Once they recover, Marley ships his family to the US for their safety. He and his band, the Wailers, then take off to London to record their new album. They land right smack into the punk revolution, which Marley embraced and later influenced. The Wailers worked on a record that would stand up for the rights of everyone, which became the landmark LP Exodus. They tour the world, sparking a love of reggae music across the globe. But to Marley, the success isn’t important. What matters is the message, which he is determined to keep delivering, even if it kills him.
Lashana Lynch as “Rita Marley” and Kingsley Ben-Adir as “Bob Marley” in Bob Marley: One Love from Paramount Pictures.

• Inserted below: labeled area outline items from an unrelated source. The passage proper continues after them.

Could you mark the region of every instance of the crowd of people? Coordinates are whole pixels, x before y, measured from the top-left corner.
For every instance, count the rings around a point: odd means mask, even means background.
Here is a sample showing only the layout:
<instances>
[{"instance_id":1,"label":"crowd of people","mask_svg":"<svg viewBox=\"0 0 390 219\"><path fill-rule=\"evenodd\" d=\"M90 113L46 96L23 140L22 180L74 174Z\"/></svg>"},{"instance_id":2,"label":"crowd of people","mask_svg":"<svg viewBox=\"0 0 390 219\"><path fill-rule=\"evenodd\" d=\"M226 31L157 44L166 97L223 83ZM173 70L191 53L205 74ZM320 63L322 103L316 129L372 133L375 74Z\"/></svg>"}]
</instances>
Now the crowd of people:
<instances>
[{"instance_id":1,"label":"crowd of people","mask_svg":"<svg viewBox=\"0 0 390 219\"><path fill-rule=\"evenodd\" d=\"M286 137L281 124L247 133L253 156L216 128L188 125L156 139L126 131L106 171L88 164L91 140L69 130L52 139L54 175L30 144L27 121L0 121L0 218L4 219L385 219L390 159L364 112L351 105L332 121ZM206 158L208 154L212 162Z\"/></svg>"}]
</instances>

Any long-awaited bio-pic on a figure as important as Marley is bound to run into a hurricane of heavy expectations. To paraphrase Marley himself, you can please some people sometimes, but you cannot please everyone all the time. So screenwriters Terence Winter, Frank E. Flowers, and Zach Baylin had a nearly impossible task here. It does help that it was overseen by Marley’s family, including his son Ziggy and his wife Rita, to ensure insight and authenticity. It was also a shrewd move to start the movie with a bang, raising the stakes immediately. Of course, that tension is dropped once Jamaica is left and only flutters again at the end. It’s a weird sandwich of two pieces of meat with bread in the middle. Whatever groove was caught is skipped, leaving no other direction other than the known death. This momentum stall is one of many threads that can be pulled.